Of course there aren't. Such a preposterous notion would occur only to someone gifted years of luck and health. We're talking about a life with only one surgery before I was in my 40s, and it was a tonsillectomy for which I was perfectly prepared by a pop-up book called Going to the Hospital, by Bettina Clark. 

In some ways, for better or worse, this interlude feels similarly preparatory. I couldn't see or feel the DCIS, but could only imagine it. I imagined it as a seed that lived in the twilight. The seed, I am inexpressibly grateful to say, is no longer malevolent. Now that I am awake, maybe it can grow into something else.

Sunday, March 24, 2019

Silence.

She had sat there, she said, and thought about her own lifelong habit of explaining herself, and she thought about this power of silence, which put people out of one another's reach....Yet if people were silent about the things that happened to them, was something not being betrayed, even if only the version of themselves that had experienced them? —Rachel Cusk, Outline

More and more I wondered what the point was of constantly chronicling my own experience. How could I possibly say anything original, or worth reading? And why was I even trying to, when so many talented writers could do it so much better than I, and meanwhile, people were paying me to write other, far more practical things?

After awhile, even writing in my own "journal," which had transitioned from paper books to a Word document, because typing was so much faster than writing and I was always rushing somehow to "catch up" the story as if a coherent narrative needed to be maintained, began to seem pointless. Well, pointless and painful. Why dwell on emotions I didn't like to have, or worse yet, chronicle a stretch that felt bland and unremarkable? Why did I need to make some sense of order of my experience? Wasn't that just a way of avoiding the experience itself?

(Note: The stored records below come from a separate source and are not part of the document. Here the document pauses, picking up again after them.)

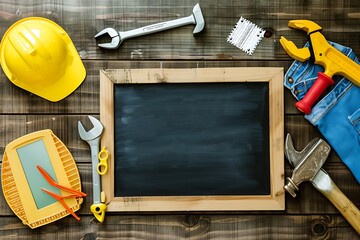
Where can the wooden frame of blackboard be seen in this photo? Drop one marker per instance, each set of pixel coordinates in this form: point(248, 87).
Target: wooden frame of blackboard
point(273, 76)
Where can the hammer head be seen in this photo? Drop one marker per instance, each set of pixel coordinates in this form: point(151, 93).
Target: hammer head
point(306, 163)
point(199, 19)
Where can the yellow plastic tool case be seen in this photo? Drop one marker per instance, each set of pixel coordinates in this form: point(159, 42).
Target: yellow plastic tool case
point(22, 182)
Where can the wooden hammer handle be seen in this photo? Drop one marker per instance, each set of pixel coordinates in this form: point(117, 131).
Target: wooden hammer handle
point(350, 212)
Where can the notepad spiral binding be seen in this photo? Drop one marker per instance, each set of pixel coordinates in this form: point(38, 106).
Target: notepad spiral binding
point(246, 35)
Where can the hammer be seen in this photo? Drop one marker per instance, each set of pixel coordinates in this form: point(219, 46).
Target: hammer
point(118, 37)
point(308, 165)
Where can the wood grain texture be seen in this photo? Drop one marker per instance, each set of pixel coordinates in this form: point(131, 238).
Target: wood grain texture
point(309, 216)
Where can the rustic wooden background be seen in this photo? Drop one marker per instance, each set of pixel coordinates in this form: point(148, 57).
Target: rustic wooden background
point(309, 216)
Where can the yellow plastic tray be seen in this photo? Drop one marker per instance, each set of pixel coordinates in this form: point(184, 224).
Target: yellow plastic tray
point(22, 182)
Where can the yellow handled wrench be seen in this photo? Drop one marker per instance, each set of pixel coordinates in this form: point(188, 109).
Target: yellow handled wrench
point(322, 53)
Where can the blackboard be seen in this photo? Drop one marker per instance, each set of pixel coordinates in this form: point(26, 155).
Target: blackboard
point(192, 139)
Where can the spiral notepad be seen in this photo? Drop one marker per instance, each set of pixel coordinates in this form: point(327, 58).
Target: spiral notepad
point(246, 35)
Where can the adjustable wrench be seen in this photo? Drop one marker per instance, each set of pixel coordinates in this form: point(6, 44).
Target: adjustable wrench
point(92, 137)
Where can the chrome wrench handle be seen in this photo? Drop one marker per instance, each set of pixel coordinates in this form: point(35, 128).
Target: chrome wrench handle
point(94, 148)
point(157, 27)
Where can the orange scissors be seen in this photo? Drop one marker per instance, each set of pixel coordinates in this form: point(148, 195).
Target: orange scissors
point(73, 193)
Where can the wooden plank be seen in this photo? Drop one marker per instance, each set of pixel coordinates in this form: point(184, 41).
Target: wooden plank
point(85, 99)
point(337, 19)
point(187, 227)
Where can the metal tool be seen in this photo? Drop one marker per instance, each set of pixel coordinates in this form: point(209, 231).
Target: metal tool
point(308, 165)
point(92, 137)
point(118, 37)
point(246, 35)
point(322, 53)
point(73, 192)
point(103, 157)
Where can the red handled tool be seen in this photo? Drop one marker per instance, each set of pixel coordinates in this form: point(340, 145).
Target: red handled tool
point(334, 62)
point(73, 192)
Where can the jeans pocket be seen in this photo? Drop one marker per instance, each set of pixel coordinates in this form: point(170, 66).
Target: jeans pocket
point(355, 120)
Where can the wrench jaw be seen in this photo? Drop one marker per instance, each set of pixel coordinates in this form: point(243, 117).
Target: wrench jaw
point(199, 19)
point(94, 133)
point(300, 54)
point(113, 34)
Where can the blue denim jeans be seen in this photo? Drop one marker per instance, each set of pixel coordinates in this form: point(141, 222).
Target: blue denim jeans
point(337, 114)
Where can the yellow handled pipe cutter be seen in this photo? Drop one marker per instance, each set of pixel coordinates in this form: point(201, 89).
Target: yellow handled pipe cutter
point(322, 53)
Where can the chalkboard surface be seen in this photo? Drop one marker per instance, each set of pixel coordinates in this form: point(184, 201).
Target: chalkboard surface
point(191, 139)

I silenced myself. If I thought of it, the blame would go to my freelance work, which felt unrelenting, or my fatigue, which also felt unrelenting, or just life, with someone or something else's needs constantly on the verge of neglect. Too much going on. Plus, you know, Trump.

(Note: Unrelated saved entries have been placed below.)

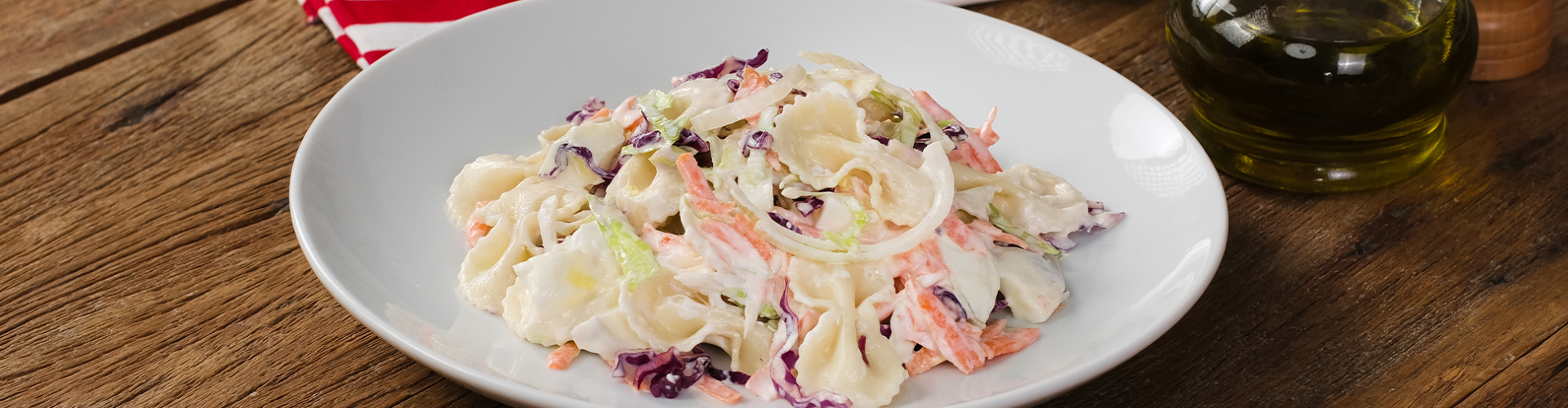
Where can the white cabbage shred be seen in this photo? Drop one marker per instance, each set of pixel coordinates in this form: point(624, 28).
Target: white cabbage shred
point(816, 226)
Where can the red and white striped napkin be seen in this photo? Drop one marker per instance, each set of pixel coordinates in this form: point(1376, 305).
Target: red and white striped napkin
point(369, 29)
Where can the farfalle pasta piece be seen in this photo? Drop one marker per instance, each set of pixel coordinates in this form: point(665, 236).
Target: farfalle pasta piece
point(822, 140)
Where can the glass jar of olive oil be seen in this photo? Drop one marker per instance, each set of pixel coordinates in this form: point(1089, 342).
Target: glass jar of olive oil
point(1322, 95)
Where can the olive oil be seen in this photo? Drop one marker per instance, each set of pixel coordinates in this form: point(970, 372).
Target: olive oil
point(1322, 96)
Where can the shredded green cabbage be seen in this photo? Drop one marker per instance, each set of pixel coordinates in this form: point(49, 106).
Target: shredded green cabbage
point(1007, 226)
point(637, 259)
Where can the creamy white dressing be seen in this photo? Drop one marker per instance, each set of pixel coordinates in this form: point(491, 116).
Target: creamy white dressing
point(548, 267)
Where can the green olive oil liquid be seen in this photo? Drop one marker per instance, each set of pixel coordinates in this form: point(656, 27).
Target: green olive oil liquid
point(1330, 100)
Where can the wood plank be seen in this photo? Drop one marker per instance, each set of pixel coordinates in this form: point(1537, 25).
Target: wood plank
point(1539, 379)
point(47, 40)
point(1401, 297)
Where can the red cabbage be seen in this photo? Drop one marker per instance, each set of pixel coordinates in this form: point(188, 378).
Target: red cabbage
point(728, 66)
point(647, 139)
point(664, 374)
point(808, 204)
point(784, 224)
point(1000, 304)
point(862, 350)
point(1060, 241)
point(734, 377)
point(758, 140)
point(921, 142)
point(564, 156)
point(593, 105)
point(791, 389)
point(957, 132)
point(951, 302)
point(692, 140)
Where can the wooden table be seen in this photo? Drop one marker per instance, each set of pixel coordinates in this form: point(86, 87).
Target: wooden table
point(148, 259)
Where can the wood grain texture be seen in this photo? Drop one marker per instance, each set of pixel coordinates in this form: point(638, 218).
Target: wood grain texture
point(146, 256)
point(148, 253)
point(46, 40)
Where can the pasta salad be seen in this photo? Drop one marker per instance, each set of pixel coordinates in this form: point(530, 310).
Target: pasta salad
point(828, 231)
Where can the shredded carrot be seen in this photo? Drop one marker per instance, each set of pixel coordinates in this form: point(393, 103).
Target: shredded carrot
point(922, 361)
point(564, 357)
point(751, 82)
point(1004, 343)
point(630, 129)
point(477, 231)
point(717, 389)
point(976, 156)
point(993, 330)
point(985, 132)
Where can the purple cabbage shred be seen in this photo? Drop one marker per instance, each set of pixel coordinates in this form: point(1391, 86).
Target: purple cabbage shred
point(664, 374)
point(784, 222)
point(791, 389)
point(808, 204)
point(862, 350)
point(647, 139)
point(957, 132)
point(758, 140)
point(692, 140)
point(593, 105)
point(921, 142)
point(951, 300)
point(562, 157)
point(734, 377)
point(728, 66)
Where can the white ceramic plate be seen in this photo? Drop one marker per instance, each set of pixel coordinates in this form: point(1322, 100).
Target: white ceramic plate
point(371, 181)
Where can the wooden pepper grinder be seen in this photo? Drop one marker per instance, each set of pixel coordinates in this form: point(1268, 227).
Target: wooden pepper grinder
point(1515, 38)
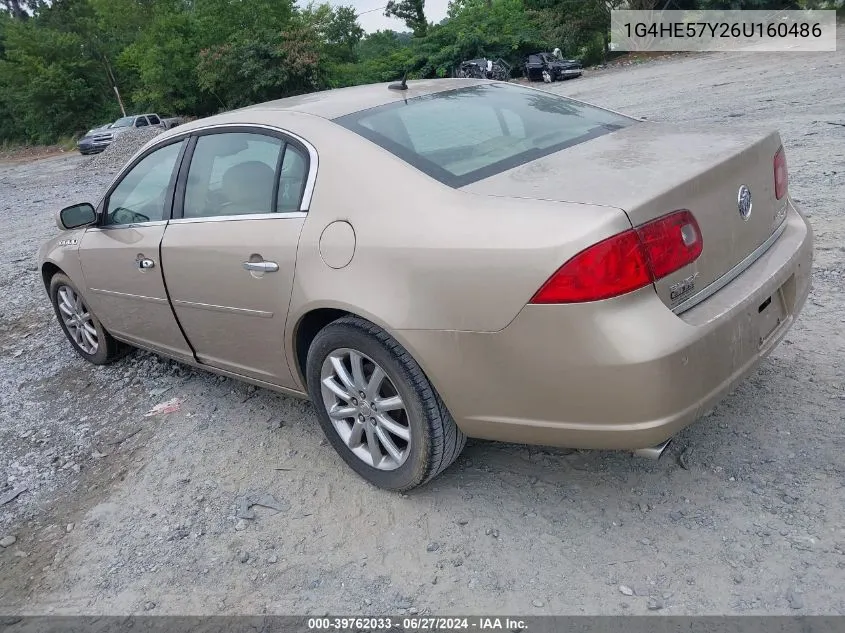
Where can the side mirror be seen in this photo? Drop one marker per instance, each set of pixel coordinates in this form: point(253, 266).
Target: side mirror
point(76, 216)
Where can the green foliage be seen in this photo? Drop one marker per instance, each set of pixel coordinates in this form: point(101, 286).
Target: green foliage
point(412, 12)
point(60, 60)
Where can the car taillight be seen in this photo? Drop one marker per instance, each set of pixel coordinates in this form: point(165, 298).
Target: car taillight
point(626, 262)
point(781, 174)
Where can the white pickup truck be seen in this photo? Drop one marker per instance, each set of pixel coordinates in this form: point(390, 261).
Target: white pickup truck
point(98, 139)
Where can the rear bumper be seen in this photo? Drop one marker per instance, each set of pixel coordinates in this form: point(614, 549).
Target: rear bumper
point(625, 373)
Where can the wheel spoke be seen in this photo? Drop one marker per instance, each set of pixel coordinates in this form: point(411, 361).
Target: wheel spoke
point(341, 413)
point(389, 404)
point(391, 425)
point(357, 371)
point(372, 444)
point(344, 376)
point(336, 389)
point(365, 409)
point(92, 342)
point(355, 437)
point(374, 385)
point(388, 444)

But really there was still plenty of time to write for myself. I just declined to take it and instead looked at my phone a lot. Most days, I didn't miss the writing or even recognize that, yes, I was betraying myself. Not because everyone should do this, but because in the moments when I am restored to myself, I do this.

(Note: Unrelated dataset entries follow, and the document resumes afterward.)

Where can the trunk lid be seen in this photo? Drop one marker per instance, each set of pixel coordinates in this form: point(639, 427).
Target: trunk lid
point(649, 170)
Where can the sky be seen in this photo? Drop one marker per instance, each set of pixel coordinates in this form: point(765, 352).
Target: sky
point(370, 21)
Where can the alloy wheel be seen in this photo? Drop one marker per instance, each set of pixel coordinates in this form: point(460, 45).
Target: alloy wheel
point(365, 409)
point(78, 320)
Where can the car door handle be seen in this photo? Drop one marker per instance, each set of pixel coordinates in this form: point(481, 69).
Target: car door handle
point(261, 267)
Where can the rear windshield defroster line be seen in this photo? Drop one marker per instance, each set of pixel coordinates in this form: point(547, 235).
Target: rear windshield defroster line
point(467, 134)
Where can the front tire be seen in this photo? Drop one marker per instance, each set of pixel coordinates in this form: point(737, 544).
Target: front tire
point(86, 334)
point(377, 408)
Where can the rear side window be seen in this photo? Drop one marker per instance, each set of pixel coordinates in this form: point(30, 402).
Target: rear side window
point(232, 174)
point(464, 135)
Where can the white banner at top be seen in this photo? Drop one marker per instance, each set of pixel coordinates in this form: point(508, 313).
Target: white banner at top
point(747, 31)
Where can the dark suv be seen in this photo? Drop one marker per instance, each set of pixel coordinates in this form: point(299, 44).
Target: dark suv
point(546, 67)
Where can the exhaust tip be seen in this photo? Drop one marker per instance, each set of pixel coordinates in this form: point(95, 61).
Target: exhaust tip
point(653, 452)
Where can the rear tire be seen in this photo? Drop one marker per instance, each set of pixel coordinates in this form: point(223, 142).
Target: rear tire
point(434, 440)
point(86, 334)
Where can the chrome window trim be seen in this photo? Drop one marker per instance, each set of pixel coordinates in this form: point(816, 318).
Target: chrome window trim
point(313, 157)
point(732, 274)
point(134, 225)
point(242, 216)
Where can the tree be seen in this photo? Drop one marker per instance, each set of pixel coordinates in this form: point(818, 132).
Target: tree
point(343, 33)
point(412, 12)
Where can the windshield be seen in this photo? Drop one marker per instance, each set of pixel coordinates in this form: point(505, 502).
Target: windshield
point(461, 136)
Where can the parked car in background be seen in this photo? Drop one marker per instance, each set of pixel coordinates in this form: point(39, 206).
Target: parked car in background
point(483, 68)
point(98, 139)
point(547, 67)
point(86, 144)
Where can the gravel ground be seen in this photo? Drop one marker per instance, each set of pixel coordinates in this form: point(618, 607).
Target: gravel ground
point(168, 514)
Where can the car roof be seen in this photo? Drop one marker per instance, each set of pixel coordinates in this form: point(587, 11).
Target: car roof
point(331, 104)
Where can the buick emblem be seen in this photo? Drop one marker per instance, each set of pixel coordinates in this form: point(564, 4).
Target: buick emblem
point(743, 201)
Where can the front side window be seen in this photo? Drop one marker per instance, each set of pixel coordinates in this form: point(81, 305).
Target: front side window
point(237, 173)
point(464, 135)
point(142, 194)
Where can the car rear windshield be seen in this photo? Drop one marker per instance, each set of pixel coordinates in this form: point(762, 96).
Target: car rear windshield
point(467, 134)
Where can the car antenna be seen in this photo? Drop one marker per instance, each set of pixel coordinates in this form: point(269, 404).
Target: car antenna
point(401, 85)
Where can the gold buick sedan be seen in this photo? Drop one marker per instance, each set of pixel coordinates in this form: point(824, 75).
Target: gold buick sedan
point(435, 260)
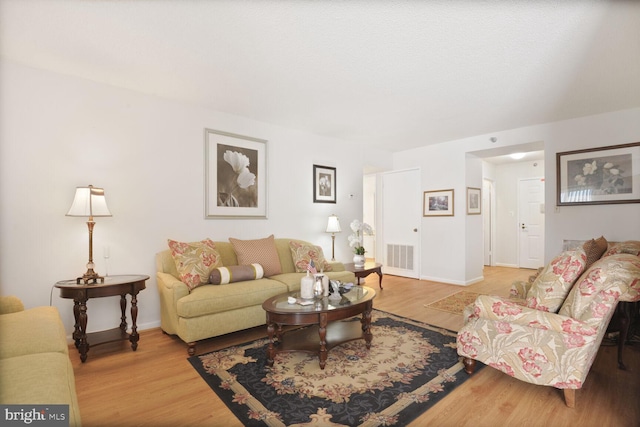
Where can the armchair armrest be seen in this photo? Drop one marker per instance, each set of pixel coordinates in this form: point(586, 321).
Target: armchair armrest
point(10, 304)
point(496, 309)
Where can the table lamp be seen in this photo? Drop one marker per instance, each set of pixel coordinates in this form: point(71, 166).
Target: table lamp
point(89, 202)
point(333, 227)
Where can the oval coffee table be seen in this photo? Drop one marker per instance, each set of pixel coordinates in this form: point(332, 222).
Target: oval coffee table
point(326, 320)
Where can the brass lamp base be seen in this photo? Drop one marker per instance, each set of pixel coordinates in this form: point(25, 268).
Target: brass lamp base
point(90, 277)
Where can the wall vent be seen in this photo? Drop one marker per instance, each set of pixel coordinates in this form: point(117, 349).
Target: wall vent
point(400, 256)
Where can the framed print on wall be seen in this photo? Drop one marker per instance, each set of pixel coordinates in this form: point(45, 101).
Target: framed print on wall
point(437, 203)
point(598, 176)
point(474, 201)
point(324, 184)
point(235, 175)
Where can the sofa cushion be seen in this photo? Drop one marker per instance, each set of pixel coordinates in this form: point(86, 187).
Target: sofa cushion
point(258, 251)
point(40, 379)
point(216, 299)
point(303, 254)
point(554, 282)
point(35, 330)
point(235, 273)
point(594, 249)
point(629, 247)
point(194, 261)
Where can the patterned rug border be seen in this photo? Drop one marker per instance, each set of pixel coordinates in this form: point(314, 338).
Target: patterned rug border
point(404, 410)
point(455, 297)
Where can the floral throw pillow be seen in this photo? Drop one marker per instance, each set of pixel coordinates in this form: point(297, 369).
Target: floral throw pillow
point(195, 261)
point(302, 254)
point(553, 284)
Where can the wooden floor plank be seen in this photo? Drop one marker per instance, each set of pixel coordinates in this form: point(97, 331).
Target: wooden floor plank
point(156, 385)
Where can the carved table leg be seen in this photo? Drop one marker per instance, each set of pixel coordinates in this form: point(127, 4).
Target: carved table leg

I composed a long farewell post here, saying that I was going to keep this blog up as a sort of archive, but that I would not be writing here anymore, and how I appreciated anyone who had ever visited this blog. 

I still appreciate anyone who has ever visited this blog. And I guess I still feel that there is some value, if only for myself, in framing my experience on a page. Why does it have to be public, though, when half the time I feel embarrassed to think anyone would actually "discover" what I had written and, god forbid, actually read it? Why, in other words, does there have to be a reader?

Sir Uncmo asked me this once. Why did I want to put personal stuff out there for people to read? He wasn't being accusatory, just curious. I couldn't come up with an answer that made sense, and still can't. 

I guess when you've spent a lot of your life feeling locked in, apart somehow from other people, there is a thrill in thinking that you might show something of yourself that you could never adequately speak, and have someone—even a stranger—nod in recognition. It's like assembling the various parts inside yourself into a different body, one that is tied to you but exists separately, and which goes out like a satellite to find other sympathetic beings, even if in the end it's just a different version of yourself a few years down the road.